Given the current debt dynamics, the IMF’s dry comment could soon apply to large, highly developed individual countries as well: “For countries with unsustainable debt, options for orderly rescheduling should be considered.”

“Don’t stop too soon now”

But what do the economists of the Monetary Fund say about this situation in their latest report? Unlike in the past, they only quietly warn of fiscal discipline by calling for government funds to be used to fight the pandemic only for those people and businesses that really need it, where fiscal space is already limited. However, more generally, his message is: “Don’t stop fiscal support too soon!” This is the greatest risk in the short term, because it is important to prevent the pandemic from leading to a major recession with permanent damage to the economic structure. However, in the post-pandemic recovery phase, more care must be taken to ensure that workers and capital can switch to promising industries and that outdated structures are not artificially kept alive.

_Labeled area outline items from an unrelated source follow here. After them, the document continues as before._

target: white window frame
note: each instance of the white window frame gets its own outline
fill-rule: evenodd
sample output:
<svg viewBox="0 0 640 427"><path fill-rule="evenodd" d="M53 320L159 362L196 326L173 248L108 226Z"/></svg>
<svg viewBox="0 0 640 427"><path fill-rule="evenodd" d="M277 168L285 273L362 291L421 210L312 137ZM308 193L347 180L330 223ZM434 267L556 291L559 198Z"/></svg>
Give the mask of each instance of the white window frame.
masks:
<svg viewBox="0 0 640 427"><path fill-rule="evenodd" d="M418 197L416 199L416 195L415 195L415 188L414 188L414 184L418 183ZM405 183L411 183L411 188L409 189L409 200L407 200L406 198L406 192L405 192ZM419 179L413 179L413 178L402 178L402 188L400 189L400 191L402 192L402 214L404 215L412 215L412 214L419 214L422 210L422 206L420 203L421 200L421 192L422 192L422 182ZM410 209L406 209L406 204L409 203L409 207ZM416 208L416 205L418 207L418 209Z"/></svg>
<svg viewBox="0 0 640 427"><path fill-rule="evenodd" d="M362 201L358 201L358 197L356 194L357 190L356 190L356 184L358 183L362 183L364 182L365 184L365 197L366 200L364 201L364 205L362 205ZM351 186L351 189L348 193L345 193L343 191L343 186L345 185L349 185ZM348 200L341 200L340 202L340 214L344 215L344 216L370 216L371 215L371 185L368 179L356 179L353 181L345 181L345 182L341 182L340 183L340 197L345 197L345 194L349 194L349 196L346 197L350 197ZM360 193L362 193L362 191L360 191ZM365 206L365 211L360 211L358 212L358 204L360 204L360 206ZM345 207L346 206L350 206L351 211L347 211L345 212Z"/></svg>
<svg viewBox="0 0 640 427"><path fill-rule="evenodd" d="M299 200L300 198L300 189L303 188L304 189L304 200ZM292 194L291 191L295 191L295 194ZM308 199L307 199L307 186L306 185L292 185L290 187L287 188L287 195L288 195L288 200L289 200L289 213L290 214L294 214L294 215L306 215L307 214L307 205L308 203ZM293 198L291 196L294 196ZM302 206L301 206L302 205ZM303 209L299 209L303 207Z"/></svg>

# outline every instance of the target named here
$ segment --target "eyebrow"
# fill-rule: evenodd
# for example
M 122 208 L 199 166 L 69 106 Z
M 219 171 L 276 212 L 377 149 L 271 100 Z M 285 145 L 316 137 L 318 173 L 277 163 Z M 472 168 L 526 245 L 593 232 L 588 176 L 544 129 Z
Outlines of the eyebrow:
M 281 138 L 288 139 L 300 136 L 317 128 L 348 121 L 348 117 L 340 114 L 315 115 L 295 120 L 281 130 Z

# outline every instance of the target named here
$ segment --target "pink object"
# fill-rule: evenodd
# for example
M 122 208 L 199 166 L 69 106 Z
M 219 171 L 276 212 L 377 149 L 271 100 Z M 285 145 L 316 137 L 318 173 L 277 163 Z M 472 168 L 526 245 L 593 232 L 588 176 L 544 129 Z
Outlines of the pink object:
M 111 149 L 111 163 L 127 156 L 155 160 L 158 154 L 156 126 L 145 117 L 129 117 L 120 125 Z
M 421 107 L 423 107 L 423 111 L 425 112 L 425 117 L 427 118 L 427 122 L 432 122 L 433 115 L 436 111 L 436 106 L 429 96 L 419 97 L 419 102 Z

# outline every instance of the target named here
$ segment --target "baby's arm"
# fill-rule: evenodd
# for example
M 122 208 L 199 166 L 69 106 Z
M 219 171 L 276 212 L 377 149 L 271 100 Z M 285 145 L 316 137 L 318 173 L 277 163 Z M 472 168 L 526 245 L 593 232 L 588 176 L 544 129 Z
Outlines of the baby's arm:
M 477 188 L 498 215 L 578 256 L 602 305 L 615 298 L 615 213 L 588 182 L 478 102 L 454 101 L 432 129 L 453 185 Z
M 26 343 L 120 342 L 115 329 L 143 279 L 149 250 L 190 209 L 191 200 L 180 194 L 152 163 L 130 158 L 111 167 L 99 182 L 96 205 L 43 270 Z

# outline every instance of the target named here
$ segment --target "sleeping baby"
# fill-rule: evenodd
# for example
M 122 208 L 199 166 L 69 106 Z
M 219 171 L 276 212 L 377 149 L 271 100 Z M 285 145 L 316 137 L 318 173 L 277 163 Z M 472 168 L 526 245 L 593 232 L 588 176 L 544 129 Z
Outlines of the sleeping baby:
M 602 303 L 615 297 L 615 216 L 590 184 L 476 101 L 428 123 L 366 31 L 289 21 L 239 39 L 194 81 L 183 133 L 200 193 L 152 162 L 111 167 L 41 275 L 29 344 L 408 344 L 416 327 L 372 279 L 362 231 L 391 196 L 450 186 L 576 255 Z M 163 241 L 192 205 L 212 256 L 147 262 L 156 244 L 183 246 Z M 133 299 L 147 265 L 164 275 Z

The hope is that after the crisis, economic growth will exceed interest rates. In this case, the mountains of debt would contract again compared to economic output. Unfortunately, this hope has proven misleading in most countries: Even in the good years after the financial crisis, most of them have continued to borrow. Ultimately, this could lead to either an overt debt restructuring or a hidden debt restructuring through central banks. According to the IMF, the European Central Bank has bought 71% of all newly issued national debt since February; the Fed in the US 57%.

Prefers state investments

The IMF is likely correct in its fear that private investors are lagging behind on investment decisions due to great uncertainty about the future development of the pandemic. In such a situation, public investments may not crowd out private ones, but stimulate them. Therefore, the IMF is campaigning for an increase in state (productive) investments.

Economists estimate that an investment increase of 1% of GDP in the current situation would initiate economic output growth of 2.7% and increase private investment by 10%. However, these estimates should be treated with caution, because in normal times a sharp increase in public investment crowds out private investment and because public investment projects require a long lead time. The IMF itself waits 6 to 15 years.

It would make more sense if states presented existing and validated investment projects in the near future. That could help the construction industry, but it won’t save the capital goods industry from a collapse in incoming orders. Overall, the impression persists that mountains of debt are growing threateningly and that in many places they are handled with little concern. Because ultimately, increasing burdens will be shifted to future generations of taxpayers and creditors.